Adam Lynn's Linguistic Fusion - Ulster-Scots, Orange and Irish

Adam Lynn (1866–1956) seems to me to be underrated as a writer, not just for his rich Ulster-Scots but for the world that it describes. His collection Random Rhymes Frae Cullybackey was published in 1911* and is online here. We filmed a segment about him for one of the Hame BBCNI episodes, but there was no room for it in the final edit.

In recent years much attention has been focussed upon the famous Irish language expression Erin Go Bragh being used prominently at a huge Unionist convention in 1892. Lynn uses the term as well, in his Ulster-Scots poem Ireland for Me on page 146.

He also uses another famous Irish language expression - Cead Mile Failte - in a poem of that title which celebrates the 12th July demonstration in Cullybackey in 1910.

The world as understood by Adam Lynn was linguistically overwhelmingly Ulster-Scots, and culturally one where Presbyterians, Church of Ireland, Faith Mission and Orange lodges co-existed, and within which the occasional use of commonly-known Irish language expressions was natural.

That was 100 years ago, a very different time.

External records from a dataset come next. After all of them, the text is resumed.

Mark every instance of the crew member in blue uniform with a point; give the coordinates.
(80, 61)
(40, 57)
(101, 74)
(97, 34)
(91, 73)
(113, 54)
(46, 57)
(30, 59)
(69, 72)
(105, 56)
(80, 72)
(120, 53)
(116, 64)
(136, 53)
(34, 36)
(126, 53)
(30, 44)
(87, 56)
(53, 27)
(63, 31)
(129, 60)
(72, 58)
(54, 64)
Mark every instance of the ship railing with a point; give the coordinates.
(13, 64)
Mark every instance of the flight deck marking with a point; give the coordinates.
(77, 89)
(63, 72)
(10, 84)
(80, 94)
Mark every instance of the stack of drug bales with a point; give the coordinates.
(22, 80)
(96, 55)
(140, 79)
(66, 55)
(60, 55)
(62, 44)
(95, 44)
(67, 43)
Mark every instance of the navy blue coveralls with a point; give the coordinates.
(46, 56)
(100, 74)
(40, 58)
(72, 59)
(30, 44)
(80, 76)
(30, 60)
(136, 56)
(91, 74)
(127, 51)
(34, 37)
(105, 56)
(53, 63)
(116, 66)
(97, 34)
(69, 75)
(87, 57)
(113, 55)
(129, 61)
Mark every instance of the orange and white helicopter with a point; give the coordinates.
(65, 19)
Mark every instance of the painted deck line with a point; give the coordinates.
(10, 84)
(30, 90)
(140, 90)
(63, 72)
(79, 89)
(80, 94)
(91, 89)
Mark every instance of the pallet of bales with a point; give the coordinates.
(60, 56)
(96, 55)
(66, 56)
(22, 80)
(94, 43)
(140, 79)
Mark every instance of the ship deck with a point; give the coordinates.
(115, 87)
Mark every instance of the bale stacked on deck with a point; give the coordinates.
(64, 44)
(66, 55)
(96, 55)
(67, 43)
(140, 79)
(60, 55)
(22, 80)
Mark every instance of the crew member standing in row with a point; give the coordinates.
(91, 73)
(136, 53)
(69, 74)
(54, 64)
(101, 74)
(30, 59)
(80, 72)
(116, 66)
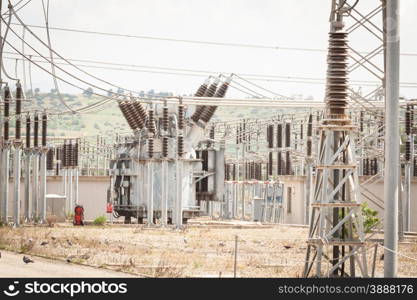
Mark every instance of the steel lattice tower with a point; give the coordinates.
(336, 233)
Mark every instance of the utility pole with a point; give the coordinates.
(392, 151)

Pre Partition and pre Troubles. Pre our institutionalised polarisation. This balance and blend was, and still is, different in other parts of Ulster - and that is why notions of a flat cultural and linguistic uniformity are a huge mistake. It is essential to reflect the variety.

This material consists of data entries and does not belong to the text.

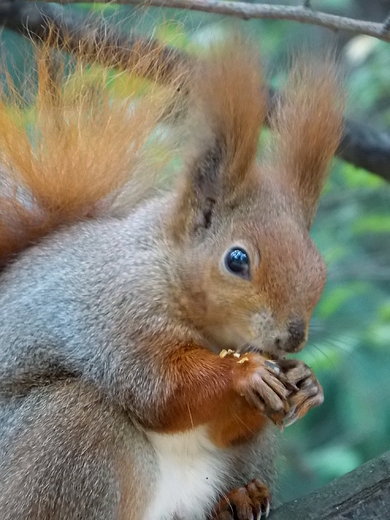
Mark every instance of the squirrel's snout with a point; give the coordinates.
(296, 335)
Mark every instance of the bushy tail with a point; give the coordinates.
(72, 152)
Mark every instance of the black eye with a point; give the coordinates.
(237, 262)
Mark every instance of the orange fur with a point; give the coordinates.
(307, 126)
(79, 155)
(202, 388)
(229, 105)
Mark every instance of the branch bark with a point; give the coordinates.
(246, 11)
(361, 145)
(363, 493)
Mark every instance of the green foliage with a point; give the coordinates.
(349, 340)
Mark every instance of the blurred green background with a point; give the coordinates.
(350, 334)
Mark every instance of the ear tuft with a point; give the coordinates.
(307, 126)
(227, 108)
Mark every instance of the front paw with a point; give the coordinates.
(263, 384)
(250, 502)
(308, 392)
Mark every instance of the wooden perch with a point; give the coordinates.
(361, 494)
(361, 145)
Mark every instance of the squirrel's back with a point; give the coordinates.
(137, 327)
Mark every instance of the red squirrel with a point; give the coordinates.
(144, 334)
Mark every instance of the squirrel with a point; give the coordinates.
(144, 333)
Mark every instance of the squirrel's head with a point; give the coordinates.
(250, 275)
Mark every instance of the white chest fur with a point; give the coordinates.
(191, 472)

His poem Liberty on page 169 is worth a spin through.

* Coincidentally, 1911 was also one of the years of the Census of Ireland. So of course I had to look at the forms online. Adam Lynn lived in Galgorm, and on his form the language column is left blank. Three other families in Galgorm - the Church of Ireland McMeekins, the Presbyterian Stockmans and the 'English Church' Crawfords - had written 'Irish' in their forms, but in all cases the enumerator who did the checking scored that out. So, a famous and published Ulster-Scots language poet with no means of officially recording himself as such - and three families whose linguistic lack of self-understanding had got it wrong.

PS: The 30-something female poet Agnes Kerr of Ahoghill whose important Ulster-Scots collection was published in 1913, also left the language column in her form blank. In Ahoghill only the Brethren McMeekin family, the Church of Ireland Marks family, the Catholic Letters family and the Presbyterian Mark family were those who filled in 'Irish', and again in every case the enumerator scored that out.

There is a need - or opportunity - for an academic re-assessment of the Census, which takes into account all other existing evidences of cultural and linguistic life.

Ulster is complicated and surprising. 
Reject the two-tribes false simplicity.
Reflect the interesting true variety.